Footsteps approached, heavy and deliberate, stopping directly beside his desk. A hand, surprisingly calloused for a scholar, clamped onto his shoulder, then slid to his neck. Elian had no time to brace himself before his head was abruptly tilted upwards, forcing him to meet the piercing gaze of Theron, the boorish but unnervingly perceptive son of a minor northern baron.
Theron’s scarred face, usually set in a scowl, now held a strange, assessing look. “Well, Vane. Look what the Fates dragged back from the sick ward. What in the blazes happened to your face?”
Elian pulled away, forcing a small, dismissive shrug. “A misstep. Nothing more.”
“A misstep?” Theron’s deep voice was laced with disbelief. He clicked his tongue, a low, guttural sound. “The cobblestones must have been particularly unforgiving.” He released Elian’s jaw abruptly, causing Elian’s head to snap back against the chair. Theron gave a crooked, unsettling grin, his eyes distant, as if piecing together a complex puzzle. He said nothing more, merely moved to his own seat behind Elian. Elian didn’t dare look back.

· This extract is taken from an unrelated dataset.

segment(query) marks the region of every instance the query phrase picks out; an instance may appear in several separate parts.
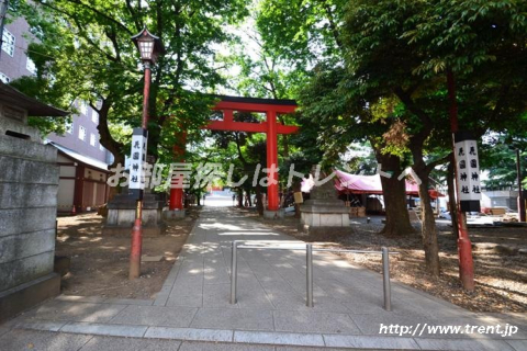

Neither Kaelen nor Lysander were in the lecture hall. A strange absence.
Later that day, Elian learned why. Whispers, light as a spider’s silk, began to weave through the academy halls. He caught snippets, hushed conversations behind cupped hands, curious glances directed his way.
“…Kaelen, you heard? The bastard actually…”
No one directly questioned Elian about his injuries, but the undercurrent of gossip was palpable. A strange, twisted narrative had begun to form in the vacuum of Kaelen’s and Lysander’s absence. Kaelen, they said, had been struck by a sudden, inexplicable madness. His behavior had become erratic, unhinged. He had vanished from the academy shortly after the night of the incident, followed closely by Lysander, who had also ceased attending sessions.
“…that arrogant fool, completely lost his mind over that Vane boy…”
“…obsessed, they say. Like a rabid dog…”
“…the Vane? The Ink-Stained Scholar? Ha! Who would have thought Kaelen of House Valerius would lose his wits over a bookworm?”
The cruel amusement in their voices, the casual dismissal of him as “the Ink-Stained Scholar,” still stung. Yet, a cold, hard knot of relief tightened in Elian’s chest. The rumors, grotesque as they were, were a twisted shield. They painted Kaelen as the deranged aggressor, obsessed and irrational, rather than Elian as the weak, humiliated victim. It was a strange, precarious victory. The humiliation persisted, a dull throb beneath his skin, but the narrative had shifted. And in the merciless arena of Aethelgard, that was everything.